La Congregazione per la dottrina della fede ha stabilito che la benedizione alle unioni gay è illecita. Il documento è stato approvato da Papa Francesco.

Presa di posizione del Vaticano sulle unioni degli omosessuali. Questo è ciò che è stato stabilito dalla Congregazione per la dottrina della fede: “La benedizione delle unioni omosessuali non può essere considerata lecita”.
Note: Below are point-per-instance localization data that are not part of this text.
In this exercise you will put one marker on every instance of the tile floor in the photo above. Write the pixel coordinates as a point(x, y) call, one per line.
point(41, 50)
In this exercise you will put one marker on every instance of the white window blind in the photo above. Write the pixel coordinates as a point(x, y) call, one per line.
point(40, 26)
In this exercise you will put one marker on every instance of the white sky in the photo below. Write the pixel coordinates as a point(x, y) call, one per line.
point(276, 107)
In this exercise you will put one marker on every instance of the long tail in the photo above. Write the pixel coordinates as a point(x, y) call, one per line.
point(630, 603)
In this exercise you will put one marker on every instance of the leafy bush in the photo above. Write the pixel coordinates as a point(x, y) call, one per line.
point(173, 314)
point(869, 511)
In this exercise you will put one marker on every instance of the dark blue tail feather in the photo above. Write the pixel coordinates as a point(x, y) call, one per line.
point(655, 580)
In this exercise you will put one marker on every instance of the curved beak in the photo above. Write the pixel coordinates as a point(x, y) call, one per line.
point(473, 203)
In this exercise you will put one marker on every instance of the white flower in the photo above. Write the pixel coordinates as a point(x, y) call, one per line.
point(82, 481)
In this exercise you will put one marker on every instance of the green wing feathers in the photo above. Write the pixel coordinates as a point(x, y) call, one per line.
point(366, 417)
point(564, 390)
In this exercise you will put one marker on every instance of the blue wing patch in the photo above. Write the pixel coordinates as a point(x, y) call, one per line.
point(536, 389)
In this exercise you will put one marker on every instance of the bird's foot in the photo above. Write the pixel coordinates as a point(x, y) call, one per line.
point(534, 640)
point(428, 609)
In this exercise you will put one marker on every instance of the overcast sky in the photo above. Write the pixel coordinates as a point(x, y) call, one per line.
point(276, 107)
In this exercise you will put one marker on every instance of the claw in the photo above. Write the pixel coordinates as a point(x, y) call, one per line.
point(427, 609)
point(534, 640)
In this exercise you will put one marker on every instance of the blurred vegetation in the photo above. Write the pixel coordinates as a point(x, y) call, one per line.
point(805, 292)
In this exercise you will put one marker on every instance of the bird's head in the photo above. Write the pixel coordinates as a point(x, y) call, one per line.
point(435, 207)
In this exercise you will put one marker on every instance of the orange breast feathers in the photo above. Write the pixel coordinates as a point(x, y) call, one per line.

Queste le dichiarazioni ufficiali dell’ex Sant’Uffizio, per bocca del cardinale gesuita Luis Francisco Ladaria Ferrer: “Le benedizioni sulle persone sono in relazione con i sacramenti. Quella alle unioni gay è illecita in quanto costituirebbe, in certo qual modo, una imitazione o un rimando di analogia con la benedizione nuziale, invocata sull’uomo e la donna che si uniscono nel sacramento del matrimonio. Non esiste fondamento alcuno per assimilare o stabilire analogie, neppur remote, tra le unioni omosessuali e il disegno di Dio sul matrimonio e la famiglia”.

Il Vaticano: “Non esiste fondamento alcuno per assimilare o stabilire analogie, neppur remote, tra le unioni omosessuali e il disegno di Dio sul matrimonio e la famiglia”

La Chiesa, dunque, non può dare la benedizione a coppie di persone dello stesso sesso. Il documento è stato anche approvato da Papa Francesco.

Nelle settimane scorse proprio Papa Bergoglio aveva affermato questo: “Le persone omosessuali hanno il diritto di essere in una famiglia. Sono figli di Dio e hanno diritto a una famiglia. Nessuno dovrebbe essere estromesso o reso infelice per questo. Ciò che dobbiamo creare è una legge sulle unioni civili. In questo modo sono coperti legalmente. Mi sono battuto per questo”. Il Dicastero per la comunicazione aveva censurato tali parole del papa. 

Il Vaticano ha precisato: “La dichiarazione di illiceità delle benedizioni di unioni tra persone dello stesso sesso non è quindi, e non intende essere, un’ingiusta discriminazione, quanto invece richiamare la verità del rito liturgico e di quanto corrisponde profondamente all’essenza dei sacramentali, così come la Chiesa li intende”.